Spirit of Aqsa- Izinkot, mantan kepala staf militer, dan pemimpin oposisi, Labid, menyerang pemerintahan Perdana Menteri Netanyahu. Keduanya menyebut menyatakan Israel sedang ditekan dan menjadi sandera di tangan “orang gila yang tidak bertanggung jawab.”
Menurut Izinkot, ada menteri dalam pemerintahan yang melakukan pemerasan melalui ancaman politik, dianggapnya berbahaya dan merusak keamanan Israel.
Izinkot, yang mendukung kesepakatan pertukaran dengan Hamas dan menunda invasi Rafah, mengatakan bahwa ia akan menjadi mitra dalam pemerintahan yang membuat keputusan berdasarkan kepentingan nasional Israel, bukan kepentingan politik.
Pernyataan Izinkot datang setelah Menteri Keamanan Nasional Israel, Itamar ben Ghavir, mengakhiri pertemuan dengan Netanyahu terkait pembicaraan untuk melakukan pertukaran tawanan dengan Hamas.
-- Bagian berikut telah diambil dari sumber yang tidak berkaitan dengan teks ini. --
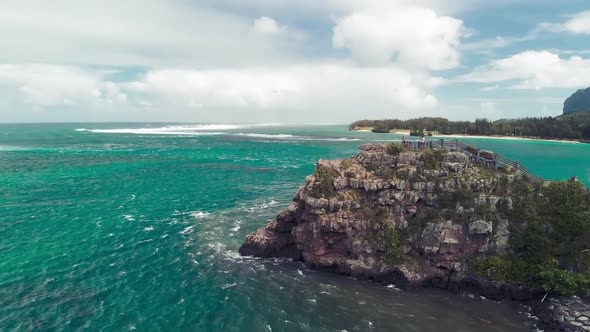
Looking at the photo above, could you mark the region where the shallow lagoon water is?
[0,124,590,331]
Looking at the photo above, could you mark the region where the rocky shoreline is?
[240,144,590,331]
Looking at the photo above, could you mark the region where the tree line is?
[349,111,590,140]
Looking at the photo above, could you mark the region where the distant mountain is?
[563,88,590,114]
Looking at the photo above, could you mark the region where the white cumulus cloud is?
[128,63,439,121]
[332,6,465,70]
[0,64,127,106]
[461,51,590,89]
[537,10,590,35]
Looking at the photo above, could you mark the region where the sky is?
[0,0,590,124]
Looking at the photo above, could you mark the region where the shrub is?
[309,165,339,198]
[375,222,404,265]
[422,149,447,170]
[387,143,404,156]
[340,159,352,170]
[470,256,535,285]
[375,166,395,180]
[539,268,590,296]
[471,178,590,296]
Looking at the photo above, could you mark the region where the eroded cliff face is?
[240,144,525,294]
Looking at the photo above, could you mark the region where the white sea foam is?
[0,145,23,151]
[76,124,276,135]
[190,211,211,219]
[178,225,195,234]
[236,133,296,139]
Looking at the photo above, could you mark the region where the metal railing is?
[405,139,545,182]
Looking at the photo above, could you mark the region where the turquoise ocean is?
[0,123,590,331]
Ben Ghavir menyatakan bahwa Netanyahu berjanji untuk tidak mengakhiri perang atau melakukan kesepakatan ilegal.
Sementara itu, Menteri Keuangan Israel, Binyamin Netanyahu, meminta agar tidak menyerah atau memberi kesempatan kepada Yahya Sinwar (pemimpin Hamas di Gaza) untuk merendahkan Israel.
Oposisi dan anggota Dewan Perang menuduh Netanyahu gagal mencapai tujuan perang yang sedang berlangsung di Gaza, terutama dalam menghancurkan Hamas dan mengembalikan tawanan Israel dari wilayah tersebut.
Namun, Netanyahu bersikeras untuk tetap di posisinya dan menolak panggilan untuk mundur atau melakukan pemilihan umum, dengan alasan bahwa itu akan membekukan negara dan menghentikan pembicaraan pertukaran tawanan selama mungkin delapan bulan.
Labid menyatakan bahwa seorang menteri dengan rekam jejak kriminal berdiri di kantor Perdana Menteri dan mengancamnya jika tidak memenuhi permintaannya.
Ben Ghavir, yang juga pemimpin Partai Kekuatan Yahudi yang ekstrem kanan, telah mengancam untuk mundur dari pemerintahan jika tuntutannya tidak dipenuhi.
Kemungkinan mencapai kesepakatan antara Hamas dan Israel untuk pertukaran tawanan dan gencatan senjata semakin berkurang karena perbedaan yang tajam dalam negosiasi tidak langsung antara kedua belah pihak.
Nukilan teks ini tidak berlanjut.